Enes oyuna girdiğinde çok iyi hamleler yaptığını belirtelim. Takım olarak 9 kişi kalınmış skoru korumak önemliydi. Ancak ileride buna rağmen iki üç oyuncuyla da olsa basmak ve pozisyon koklamak! Gerçekten enterasandı.

Zaten şu mantık doğru olan değil mi “defans hücumda başlar!” Bunun semeresi bence maçın yıldızı Kubilay’ın çok uzun topu sürüklemesine rağmen attığı şutun direkten dönmesi ne kadar talihsizlikse, Oğuz’un topu takip edip kontrol etmesi ve güzel ortasına Samet Hakan’ın da kafa vuruşuyla santra dahi yapılmadan maça noktayı koyması bu maçın finaline yakıştı…İşte özelenen Samsunspor tablosunu da bizlere gösterdi.

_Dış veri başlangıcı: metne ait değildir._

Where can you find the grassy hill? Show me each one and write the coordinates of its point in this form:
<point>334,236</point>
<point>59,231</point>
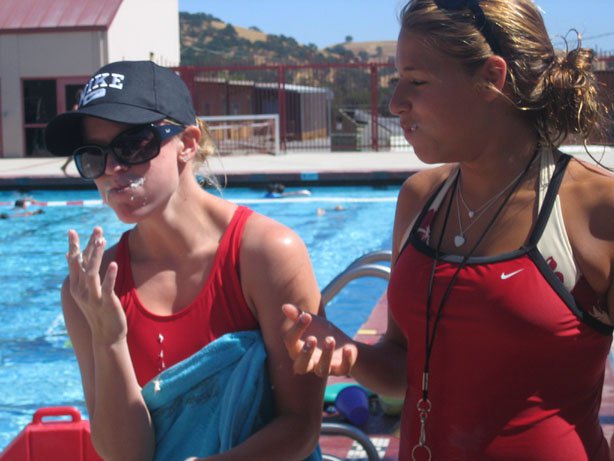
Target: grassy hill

Maçın bitiminde teknik heyetle futbolcuların sarmaş dolaşı, taraftarın coşkusu görülmeye değerdi.

Samsunspor olarak bu ilk maçı kazasız geçmek önemliydi. Şükür ki bunu bir de hakeme rağmen gerçekleştirilmesi daha çok önemli hale getirdi. Tüm takıma teşekkürler.

Maçın başlığı daha farklı olabilirdi ama geçen yıl çok canımız yandı ve bir maç sonrası dahi şu başlığı atmak nasip olmadı. Kısmet bu maçaymış.